First built in 1850, the historic coal drop buildings were used until 1882 as a place to receive and store coal from the north of England, and were subsequently mainly used for warehousing. From the 1980s they housed nightclubs, including the famous Bagley’s, offices and some light industry.
Heatherwick Studio’s previous projects include the new Routemaster bus for London, the restoration of a historic paper mill for Bombay Sapphire and the conversion of a disused grain silo into a new museum in South Africa. The Heatherwick Studio design combines the bold re-use of the historic buildings at Coal Drops Yard with high-quality contemporary architecture that will create a unique shopping destination and major new public space at the heart of King’s Cross. Over a two-year restoration and build process, Londoners will see the existing Victorian buildings – the East and West Coal Drops and Wharf Road Arches – refurbished and re-purposed in a way that creates a stunning new upper level and improves connectivity, whilst allowing the original forms and functions to be read.
Morwenna Hall, senior projects director, Argent (King’s Cross), said: “Coal Drops Yard has been designed to be a shopping experience unlike any other. The design by Heatherwick Studio is a considered response to the important Victorian industrial buildings from the 1850s; in fact, the ability for future visitors to the Coal Drops Yard to appreciate the history and various functions of these buildings has been fundamental to the design process.”
The scheme includes the retention and repair of important historic fixtures and fittings and the proposed extension makes use of traditional materials appropriate to the historic building and its context.
Thomas Heatherwick, founder and principal of Heatherwick Studio, said: “We are thrilled to finally bring this extraordinary and largely unknown Victorian industrial site into public use for the first time. These two historic structures were never originally designed for people to circulate through and by themselves would have never made a successful retail destination if we did nothing more than clean them and fill them with shops; the distance between them being too great to have any social chemistry with each other and only two stories of activity would not create enough busy-ness and vitality.
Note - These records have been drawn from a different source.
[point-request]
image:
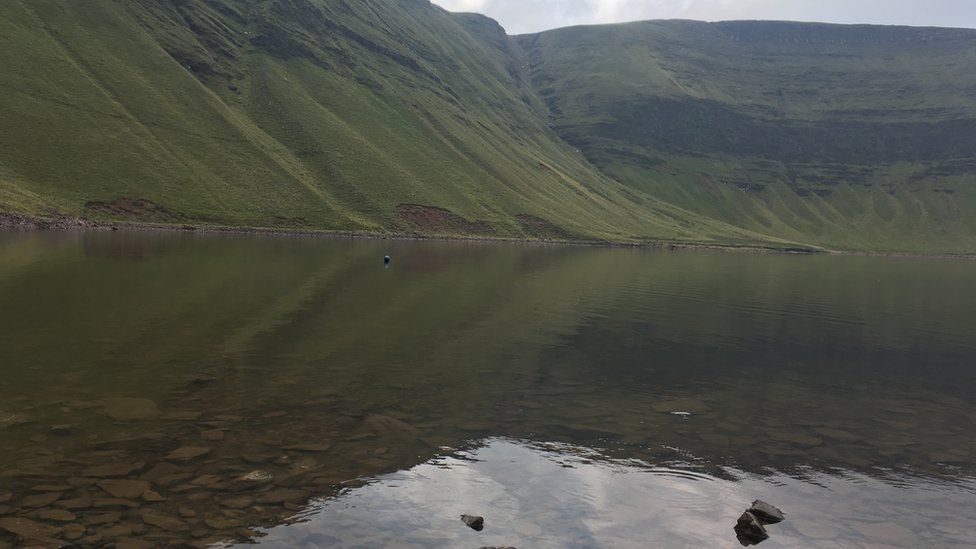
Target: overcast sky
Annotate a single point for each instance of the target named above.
(521, 16)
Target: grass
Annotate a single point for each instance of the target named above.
(331, 115)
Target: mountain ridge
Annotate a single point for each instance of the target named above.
(400, 117)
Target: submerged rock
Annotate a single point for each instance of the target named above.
(187, 453)
(766, 513)
(474, 522)
(749, 531)
(166, 522)
(31, 532)
(130, 409)
(12, 420)
(113, 470)
(56, 515)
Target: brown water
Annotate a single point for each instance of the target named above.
(171, 388)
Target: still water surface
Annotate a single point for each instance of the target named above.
(295, 392)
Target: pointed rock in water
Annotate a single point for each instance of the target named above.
(766, 513)
(749, 531)
(56, 515)
(474, 522)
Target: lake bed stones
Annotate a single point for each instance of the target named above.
(749, 531)
(130, 409)
(766, 513)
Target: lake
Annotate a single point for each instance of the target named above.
(297, 392)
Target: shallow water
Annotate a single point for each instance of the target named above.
(296, 392)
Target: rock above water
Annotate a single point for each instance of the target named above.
(749, 531)
(766, 513)
(130, 409)
(474, 522)
(125, 489)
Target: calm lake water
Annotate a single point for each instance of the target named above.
(297, 393)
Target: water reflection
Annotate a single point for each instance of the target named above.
(557, 495)
(236, 378)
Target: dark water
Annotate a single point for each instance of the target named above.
(294, 392)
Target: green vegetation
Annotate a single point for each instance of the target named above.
(397, 116)
(852, 137)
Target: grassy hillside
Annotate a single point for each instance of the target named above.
(384, 115)
(855, 137)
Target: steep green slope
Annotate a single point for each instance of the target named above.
(857, 137)
(330, 114)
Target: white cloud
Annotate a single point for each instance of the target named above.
(534, 15)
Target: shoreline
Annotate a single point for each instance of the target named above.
(27, 223)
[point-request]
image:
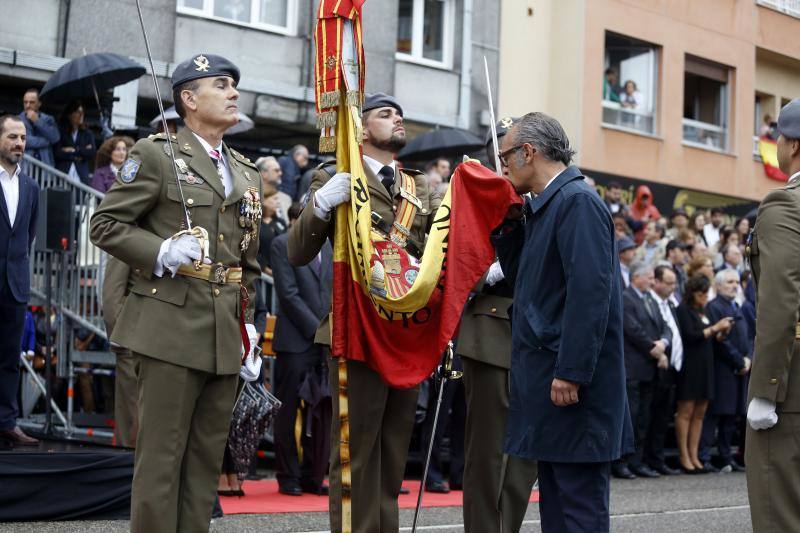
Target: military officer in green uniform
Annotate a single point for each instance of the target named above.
(772, 452)
(187, 318)
(497, 487)
(115, 289)
(381, 417)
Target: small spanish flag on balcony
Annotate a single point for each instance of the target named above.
(769, 155)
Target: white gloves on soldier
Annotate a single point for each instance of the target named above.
(336, 191)
(761, 414)
(251, 368)
(176, 252)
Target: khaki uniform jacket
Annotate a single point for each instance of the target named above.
(184, 321)
(774, 253)
(308, 233)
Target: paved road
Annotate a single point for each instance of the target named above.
(713, 503)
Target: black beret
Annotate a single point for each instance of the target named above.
(502, 126)
(376, 100)
(204, 66)
(789, 120)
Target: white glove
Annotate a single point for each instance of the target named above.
(761, 414)
(495, 274)
(336, 191)
(252, 365)
(176, 252)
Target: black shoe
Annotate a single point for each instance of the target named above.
(664, 470)
(290, 490)
(622, 472)
(439, 487)
(644, 471)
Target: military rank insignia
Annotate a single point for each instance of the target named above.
(249, 216)
(127, 173)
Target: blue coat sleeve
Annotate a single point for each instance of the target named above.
(585, 242)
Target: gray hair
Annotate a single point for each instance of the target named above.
(720, 276)
(546, 135)
(262, 161)
(639, 268)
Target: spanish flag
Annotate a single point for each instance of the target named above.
(769, 155)
(389, 311)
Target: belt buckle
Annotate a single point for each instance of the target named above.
(220, 273)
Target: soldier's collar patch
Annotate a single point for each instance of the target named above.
(127, 173)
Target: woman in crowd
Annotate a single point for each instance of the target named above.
(110, 157)
(76, 148)
(696, 377)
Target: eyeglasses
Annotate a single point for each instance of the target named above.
(503, 156)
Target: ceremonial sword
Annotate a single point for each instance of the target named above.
(200, 233)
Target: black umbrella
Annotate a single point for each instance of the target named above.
(441, 142)
(83, 76)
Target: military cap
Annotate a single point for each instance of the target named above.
(376, 100)
(204, 66)
(625, 243)
(503, 126)
(789, 120)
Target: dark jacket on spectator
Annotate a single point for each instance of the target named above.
(304, 297)
(643, 325)
(730, 389)
(85, 151)
(40, 137)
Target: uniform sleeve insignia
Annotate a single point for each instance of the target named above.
(128, 171)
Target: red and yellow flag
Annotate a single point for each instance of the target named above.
(769, 155)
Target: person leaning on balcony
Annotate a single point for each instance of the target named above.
(18, 207)
(773, 415)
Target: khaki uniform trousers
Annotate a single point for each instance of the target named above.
(184, 417)
(773, 475)
(497, 487)
(126, 416)
(381, 422)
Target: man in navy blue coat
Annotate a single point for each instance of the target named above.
(18, 205)
(568, 406)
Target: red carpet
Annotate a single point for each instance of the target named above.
(262, 497)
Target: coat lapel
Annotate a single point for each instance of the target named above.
(200, 161)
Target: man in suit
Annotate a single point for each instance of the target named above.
(566, 372)
(663, 408)
(184, 321)
(773, 412)
(17, 229)
(496, 486)
(646, 343)
(304, 299)
(731, 366)
(381, 417)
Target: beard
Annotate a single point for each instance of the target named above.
(393, 144)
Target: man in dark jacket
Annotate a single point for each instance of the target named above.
(304, 298)
(568, 406)
(18, 206)
(647, 338)
(731, 367)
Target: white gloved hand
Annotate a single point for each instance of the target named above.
(176, 252)
(336, 191)
(495, 274)
(252, 365)
(761, 414)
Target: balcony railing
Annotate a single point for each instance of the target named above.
(705, 135)
(790, 7)
(623, 117)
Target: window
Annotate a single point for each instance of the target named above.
(273, 15)
(705, 103)
(425, 30)
(629, 83)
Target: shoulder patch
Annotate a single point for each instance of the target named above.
(127, 173)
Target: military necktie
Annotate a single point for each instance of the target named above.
(387, 178)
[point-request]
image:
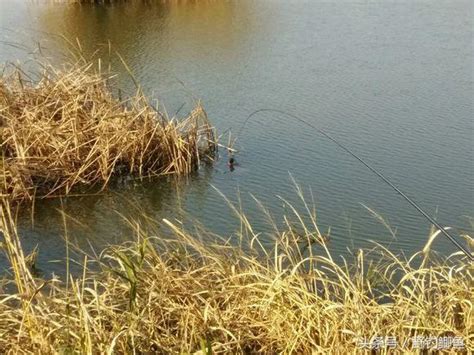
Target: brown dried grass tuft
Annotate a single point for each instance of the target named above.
(66, 129)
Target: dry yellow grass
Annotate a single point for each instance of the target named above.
(190, 293)
(66, 129)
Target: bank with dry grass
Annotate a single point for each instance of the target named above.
(66, 129)
(191, 292)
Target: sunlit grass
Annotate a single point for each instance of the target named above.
(65, 129)
(186, 292)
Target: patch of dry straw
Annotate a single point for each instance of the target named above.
(190, 294)
(66, 129)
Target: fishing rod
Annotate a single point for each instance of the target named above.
(368, 166)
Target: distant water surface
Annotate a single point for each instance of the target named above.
(393, 80)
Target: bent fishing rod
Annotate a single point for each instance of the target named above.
(368, 166)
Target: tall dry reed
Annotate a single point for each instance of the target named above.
(67, 129)
(184, 292)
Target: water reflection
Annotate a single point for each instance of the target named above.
(394, 83)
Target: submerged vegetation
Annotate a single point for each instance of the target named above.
(176, 291)
(195, 293)
(66, 129)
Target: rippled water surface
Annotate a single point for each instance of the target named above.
(392, 80)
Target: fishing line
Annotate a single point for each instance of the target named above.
(368, 166)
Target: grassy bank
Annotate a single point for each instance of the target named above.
(65, 128)
(193, 292)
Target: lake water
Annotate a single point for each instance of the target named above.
(393, 80)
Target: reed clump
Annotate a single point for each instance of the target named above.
(66, 129)
(190, 293)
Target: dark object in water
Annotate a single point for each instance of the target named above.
(232, 164)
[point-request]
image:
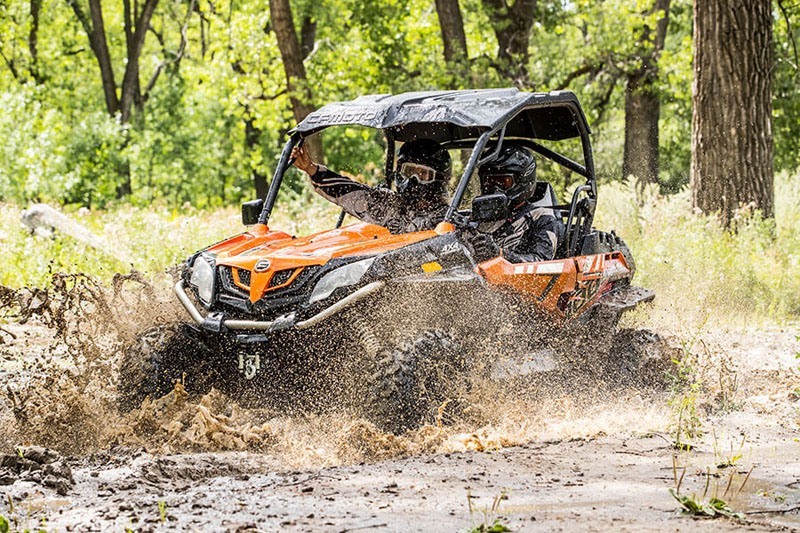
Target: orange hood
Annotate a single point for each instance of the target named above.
(285, 252)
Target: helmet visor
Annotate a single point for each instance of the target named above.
(422, 173)
(502, 182)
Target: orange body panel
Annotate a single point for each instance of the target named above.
(563, 287)
(286, 252)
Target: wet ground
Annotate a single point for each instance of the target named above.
(545, 448)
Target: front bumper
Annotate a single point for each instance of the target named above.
(216, 322)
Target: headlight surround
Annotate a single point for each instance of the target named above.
(341, 277)
(203, 278)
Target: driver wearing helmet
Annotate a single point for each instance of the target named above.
(420, 202)
(529, 233)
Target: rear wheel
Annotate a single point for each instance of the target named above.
(157, 359)
(413, 382)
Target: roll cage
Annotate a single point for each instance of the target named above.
(479, 119)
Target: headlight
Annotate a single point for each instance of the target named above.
(203, 278)
(341, 277)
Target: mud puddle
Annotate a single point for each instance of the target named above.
(540, 447)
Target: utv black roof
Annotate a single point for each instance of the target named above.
(450, 116)
(480, 119)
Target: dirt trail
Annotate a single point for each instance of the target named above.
(549, 451)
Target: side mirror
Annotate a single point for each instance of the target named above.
(251, 212)
(489, 207)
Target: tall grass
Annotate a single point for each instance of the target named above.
(149, 240)
(699, 270)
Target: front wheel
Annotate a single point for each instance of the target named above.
(157, 359)
(414, 381)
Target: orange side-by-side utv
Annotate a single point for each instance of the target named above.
(383, 322)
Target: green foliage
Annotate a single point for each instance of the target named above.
(713, 508)
(750, 272)
(496, 527)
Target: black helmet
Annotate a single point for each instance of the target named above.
(513, 173)
(423, 167)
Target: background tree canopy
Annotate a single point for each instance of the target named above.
(190, 100)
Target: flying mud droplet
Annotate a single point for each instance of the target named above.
(61, 391)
So rather than adding an entirely foreign new structure to connect the old buildings, we chose simply to bend and stitch the two roofs together, forming another level of activity underneath, and framing and weather-protecting a dynamic new public space for the city.”
The project is being led by King’s Cross Central Limited Partnership (KCCLP), with construction due to start in early 2016 and complete in autumn 2018.